Başbakan Yardımcısı, Yunanistan’ın Mısır’la birlikte attığı adımın iyi niyetten yoksun olduğunu belirtti. Özersay, “Türkiye ve Almanya’nın arabuluculuğunda bir konuyu bağlamaya çalışırken, diğer taraftan bu adımın atılması fırsatçılıktan başka bir şey değil. Fakat bir gerçek var; iyi ki Türkiye’yle KKTC tam bir işbirliği ve diyalog halinde bir süre önce sadece açıklama yapmayı bırakıp sahaya inip sahada dengeyi sağlamışız. İyi ki 2011 yılından itibaren önce kıta sahanlığı sınırlandırma anlaşmasını yapmışız, ardından lisans vermişiz ve Türkiye’de bu bölgede önce sismik sonra da normal kazıları yapmaya başlamıştır. Bu hem Türkiye’nin deniz yetki alanları içinde hem de KKTC’nin sahip olduğu deniz yetki alanları içinde verilen lisanslar bağlamında yapılan kazılardır. Bu adımlar hem Kıbrıs Türkü’nün hem de Türkiye’nin bölgede oyun kurucu olması anlamına geliyor. Rum tarafını ve Yunanistan’ı rahatsız eden de budur” dedi.
“Maraş konusunda atacağımız adım statükoyu ve kısır döngüyü bozacak”

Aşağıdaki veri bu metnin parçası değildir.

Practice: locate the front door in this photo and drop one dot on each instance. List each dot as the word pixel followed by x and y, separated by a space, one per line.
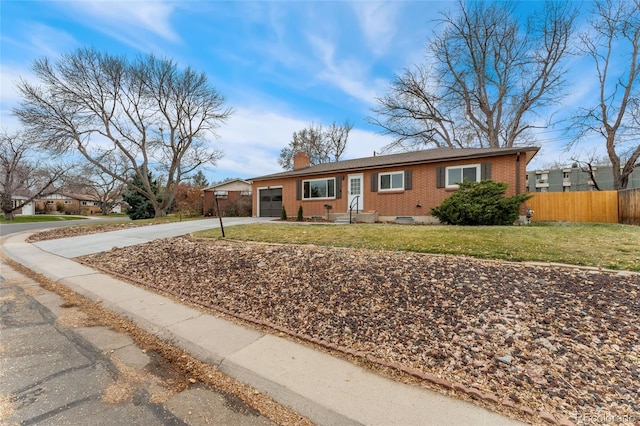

Güney Kıbrıs Rum Yönetimi lideri Nikos Anastasiadis'in “Maraş konusu, Türkiye’nin Avrupa sürecini sekteye uğratır” sözlerini “Var olan gücünün ötesine geçen bir açıklama” olarak değerlendiren Kudret Özersay, Rum liderin
“Kıbrıs Rum yönetimi Kapalı Maraş’ın eski sahiplerine iadesini istemiyor mu? Sakinlerinin geri dönmesini istemiyor mu? Kapalı Maraş’ın askeri bir yasak bölge olarak kalmasını mı istiyor? Hayalet kent olarak kalmasını mı tercih ediyor?” gibi soruları yanıtlaması gerektiğini ifade etti. Uluslararası hukukla uyumlu, mülkiyet haklarına saygılı, eski sahiplerinin haklarını da dikkate alan bir tutumla askeri bir bölgeyi sivil bir bölgeye dönüştürecek bir adımın bugünkü statükoya göre çok daha iyi bir durum ortaya çıkaracağını, ekonomik bir haraketlilik getireceğini, Kıbrıs Türk ve Kıbrıs Rum halkının ilişki kurabilecek olmasını görmek istemediklerini ve bundan endişe duyduklarını aktaran Özersay, şu sözlerle konuşmasını sürdürdü:
“Yeni Cumhurbaşkanının dünyadaki aktörlere Maraş’ı doğru anlatması açılmasına katkı yapacaktır”
“Kıbrıslı Rumlar bu gelişmelere olumlu sinyal veriyor ve bu da yönetimi endişelendiriyor. Bunu yapmak için onların rızasını almaya ihtiyacımız yok. Onlarla oturup pazarlık yapmaya ihtiyacımız yok. Atacağımız bu adımla aslında adadaki statükoyu çatırdatacak, kısır döngüyü bozacak. 5 yıl önce bu projeyi gündeme getirdiğimde gülümseyen, hafife alanlar vardı. Bugün geldiğimiz noktada bunun yapılabileceğini herkes söylüyor. Uluslararası topluma da bunu doğru anlattığımız için görüyoruz ki; yeni bir Güvenlik Konseyi kararı veya başka bazı adımlarla Kıbrıslı Rumlar buna engel olamayacaklar. Yapılacak cumhurbaşkanlığı seçimiyle göreve gelecek yeni cumhurbaşkanının uluslararası alanda bunu çok iyi anlatabilecek olan, uluslararası hukuk ve politika bağlamında dünyadaki aktörleri de buna iyi hazırlayabilecek bir cumhurbaşkanı olması, Kapalı Maraş’ın açılmasına katkı yapacaktır.”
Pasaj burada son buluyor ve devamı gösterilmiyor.